Sueño que una lancha viene a buscarme: son mis amigos paraguayos, Guido, Víctor, Gladys, quienes desembarcan sobre la arena vestidos con jubones y petos de acero como los de los viejos conquistadores, como Garay o como Ayolas, portando lanzas de larga empuñadura y en sus cabezas aquellos mismos cascos de dos picos y empenachados. Me dicen que no haga caso de sus extravagantes indumentarias, que ya me explicarán de qué se trata pero que huyamos cuanto antes. Subimos a un yate bastante lujoso que me parece haber visto alguna vez, y nos alejamos rápidamente de la costa. Cuando andamos por el medio del río, junto a un banco de arenas blanquísimas que semeja un preparado de harina y levadura para ser amasado por un gigante, vemos que pasa un guardacostas de la Prefectura Naval lleno de gente vestida de gala (hombres de smoking; damas de largo) brindando y festejando. Nos saludan y se ríen a carcajadas, y en ese momento despierto del sueño.

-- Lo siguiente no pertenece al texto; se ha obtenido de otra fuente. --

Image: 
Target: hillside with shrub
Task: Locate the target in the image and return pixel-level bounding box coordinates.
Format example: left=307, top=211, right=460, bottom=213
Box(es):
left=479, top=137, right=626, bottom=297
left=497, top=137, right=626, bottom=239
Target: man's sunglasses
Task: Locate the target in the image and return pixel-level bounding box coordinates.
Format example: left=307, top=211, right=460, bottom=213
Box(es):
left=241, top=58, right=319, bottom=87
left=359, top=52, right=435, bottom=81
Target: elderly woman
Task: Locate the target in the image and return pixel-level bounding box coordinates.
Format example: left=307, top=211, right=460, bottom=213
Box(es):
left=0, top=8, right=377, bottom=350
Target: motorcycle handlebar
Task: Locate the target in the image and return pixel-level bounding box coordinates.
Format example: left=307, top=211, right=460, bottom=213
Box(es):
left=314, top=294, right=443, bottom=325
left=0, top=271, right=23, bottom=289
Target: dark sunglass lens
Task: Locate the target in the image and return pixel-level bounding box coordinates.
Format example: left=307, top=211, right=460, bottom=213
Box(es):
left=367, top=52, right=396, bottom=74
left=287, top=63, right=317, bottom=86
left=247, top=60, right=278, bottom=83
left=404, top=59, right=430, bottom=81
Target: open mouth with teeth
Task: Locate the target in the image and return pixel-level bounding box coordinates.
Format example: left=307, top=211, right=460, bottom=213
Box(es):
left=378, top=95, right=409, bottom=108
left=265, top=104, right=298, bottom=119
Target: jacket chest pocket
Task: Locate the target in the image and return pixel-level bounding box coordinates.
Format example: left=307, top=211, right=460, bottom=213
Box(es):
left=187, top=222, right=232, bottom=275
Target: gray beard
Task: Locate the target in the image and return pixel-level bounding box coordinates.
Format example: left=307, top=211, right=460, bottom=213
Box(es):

Me encuentro ante una luz enceguecedora que me da de lleno en los ojos. No puedo ver nada, no distingo lo que hay del otro lado. Pero sé que hay alguien.
—¿Dónde estoy? —pregunto, angustiado—. ¿Quién está ahí?
—Adivine —me responde una voz fría y superior.
Y en ese momento me doy cuenta de que los sueños no siempre despejan las dudas y que esa voz acaso proviene del rostro indevelable de quien no conocemos y sólo podemos imaginar. Quizás he estado soñando que soñaba todo el tiempo, como si los sueños surgiesen de una infinita matrushka rusa que vengo abriendo desde siempre, desde mucho antes de haber estado en aquel barco anclado en el puerto de Buenos Aires.